On Windows only, NU3028 may occur the first time a root certificate is observed and with the message "A certification chain processed correctly but terminated in a root certificate that is not trusted by the trust provider." If the issue is resolved with retries, there is an option which may help.
Solution
Use a trusted and valid certificate. Check internet connectivity.
For Linux and macOS, see NuGet signed-package verification. Specifically for untrusted root certificate warnings/errors on Linux and macOS, also see NU3042.
Revocation check mode
Note
This option is available starting from NuGet 4.8.1.
If the machine has restricted internet access (such as a build machine in a CI/CD scenario), installing/restoring a signed nuget package will result in this warning since the revocation servers are not reachable. This is expected.

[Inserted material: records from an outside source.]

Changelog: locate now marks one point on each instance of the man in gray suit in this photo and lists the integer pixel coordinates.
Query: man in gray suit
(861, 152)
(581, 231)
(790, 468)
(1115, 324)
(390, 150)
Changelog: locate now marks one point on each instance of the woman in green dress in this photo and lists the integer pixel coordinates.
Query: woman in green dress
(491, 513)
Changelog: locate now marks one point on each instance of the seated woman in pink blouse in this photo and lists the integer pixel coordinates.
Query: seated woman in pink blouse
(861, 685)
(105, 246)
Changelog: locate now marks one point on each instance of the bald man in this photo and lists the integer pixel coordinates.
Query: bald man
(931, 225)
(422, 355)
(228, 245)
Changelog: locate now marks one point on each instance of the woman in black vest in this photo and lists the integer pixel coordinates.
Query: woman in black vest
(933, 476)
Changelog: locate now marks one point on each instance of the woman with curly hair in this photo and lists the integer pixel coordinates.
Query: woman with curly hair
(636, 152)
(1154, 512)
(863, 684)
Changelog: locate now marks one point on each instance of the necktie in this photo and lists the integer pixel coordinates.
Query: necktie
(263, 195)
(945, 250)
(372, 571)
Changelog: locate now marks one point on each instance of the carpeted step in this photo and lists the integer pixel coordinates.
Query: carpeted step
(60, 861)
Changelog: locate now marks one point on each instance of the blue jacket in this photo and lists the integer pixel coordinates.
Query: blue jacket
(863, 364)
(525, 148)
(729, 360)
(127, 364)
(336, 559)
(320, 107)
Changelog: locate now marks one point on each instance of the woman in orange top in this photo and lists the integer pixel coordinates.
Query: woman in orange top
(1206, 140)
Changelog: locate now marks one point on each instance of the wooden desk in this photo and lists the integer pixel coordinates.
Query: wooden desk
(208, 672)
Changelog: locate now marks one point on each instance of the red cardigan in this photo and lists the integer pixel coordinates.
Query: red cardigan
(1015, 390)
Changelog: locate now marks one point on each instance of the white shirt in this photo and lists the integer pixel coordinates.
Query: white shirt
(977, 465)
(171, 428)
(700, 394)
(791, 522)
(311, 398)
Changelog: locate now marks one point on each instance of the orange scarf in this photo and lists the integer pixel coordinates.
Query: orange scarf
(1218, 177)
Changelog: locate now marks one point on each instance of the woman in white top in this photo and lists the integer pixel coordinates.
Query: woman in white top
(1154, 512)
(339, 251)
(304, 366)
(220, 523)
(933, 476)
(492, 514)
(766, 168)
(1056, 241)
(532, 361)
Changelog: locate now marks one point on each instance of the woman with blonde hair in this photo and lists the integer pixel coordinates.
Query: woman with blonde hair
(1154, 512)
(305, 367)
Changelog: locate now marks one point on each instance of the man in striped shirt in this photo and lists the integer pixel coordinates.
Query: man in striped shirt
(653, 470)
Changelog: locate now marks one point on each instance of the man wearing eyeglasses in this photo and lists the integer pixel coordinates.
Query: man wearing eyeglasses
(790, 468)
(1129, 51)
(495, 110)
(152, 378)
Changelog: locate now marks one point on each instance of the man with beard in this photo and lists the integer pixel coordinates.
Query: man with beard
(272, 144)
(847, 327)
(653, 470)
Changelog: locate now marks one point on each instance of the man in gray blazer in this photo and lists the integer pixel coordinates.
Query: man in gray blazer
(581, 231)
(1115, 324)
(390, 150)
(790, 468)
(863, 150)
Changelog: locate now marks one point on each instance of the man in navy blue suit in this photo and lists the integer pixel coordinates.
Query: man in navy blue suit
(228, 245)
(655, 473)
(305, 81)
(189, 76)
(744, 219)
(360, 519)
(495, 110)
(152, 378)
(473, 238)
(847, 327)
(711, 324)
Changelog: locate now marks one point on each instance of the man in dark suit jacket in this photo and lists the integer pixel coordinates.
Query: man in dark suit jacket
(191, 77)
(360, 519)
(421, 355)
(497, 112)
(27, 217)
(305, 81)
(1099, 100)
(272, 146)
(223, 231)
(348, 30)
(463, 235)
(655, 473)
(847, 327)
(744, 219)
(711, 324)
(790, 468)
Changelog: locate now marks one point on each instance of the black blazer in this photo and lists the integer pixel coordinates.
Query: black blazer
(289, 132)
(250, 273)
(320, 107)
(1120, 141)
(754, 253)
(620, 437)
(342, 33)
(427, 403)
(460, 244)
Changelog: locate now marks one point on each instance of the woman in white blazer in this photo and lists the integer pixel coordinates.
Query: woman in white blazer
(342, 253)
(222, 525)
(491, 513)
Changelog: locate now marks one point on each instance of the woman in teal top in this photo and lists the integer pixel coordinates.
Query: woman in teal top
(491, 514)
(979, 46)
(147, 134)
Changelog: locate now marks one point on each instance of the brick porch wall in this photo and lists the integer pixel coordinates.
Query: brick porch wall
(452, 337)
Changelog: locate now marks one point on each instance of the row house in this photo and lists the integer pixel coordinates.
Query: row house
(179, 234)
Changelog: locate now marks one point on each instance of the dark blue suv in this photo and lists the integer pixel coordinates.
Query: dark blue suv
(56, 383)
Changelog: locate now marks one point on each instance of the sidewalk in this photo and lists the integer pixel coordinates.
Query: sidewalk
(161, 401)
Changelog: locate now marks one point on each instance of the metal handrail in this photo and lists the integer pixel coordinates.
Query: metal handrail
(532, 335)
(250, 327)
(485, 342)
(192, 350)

However, in some cases, this may have unintended concequences such as the package install/restore taking longer than usual. If that happens, you can work around it by setting the NUGET_CERT_REVOCATION_MODE
environment variable to offline
. This will force NuGet to check the revocation status of the certificate only against the cached certificate revocation list, and NuGet will not attempt to reach revocation servers.
Warning
It is not recommended to switch the revocation check mode to offline under normal circumstances. Doing so will cause NuGet to skip an online revocation check and perform only an offline revocation check against the cached certificate revocation list which may be out of date. This means packages where the signing certificate may have been revoked, will continue to be installed/restored, which otherwise would have failed revocation check and would not have been installed.
When the revocation check mode is set to offline
, the warning will be downgraded to an informational level.
The author primary signature's timestamp found a chain building issue: The revocation function was unable to check revocation because the certificate is not available in the cached certificate revocation list and NUGET_CERT_REVOCATION_MODE environment variable has been set to offline. For more information, visit https://aka.ms/certificateRevocationMode.
Note
NU3028 is raised as an error in most cases. When NuGet’s signature validation mode is set to accept (default), NU3028 is raised as a warning in some cases.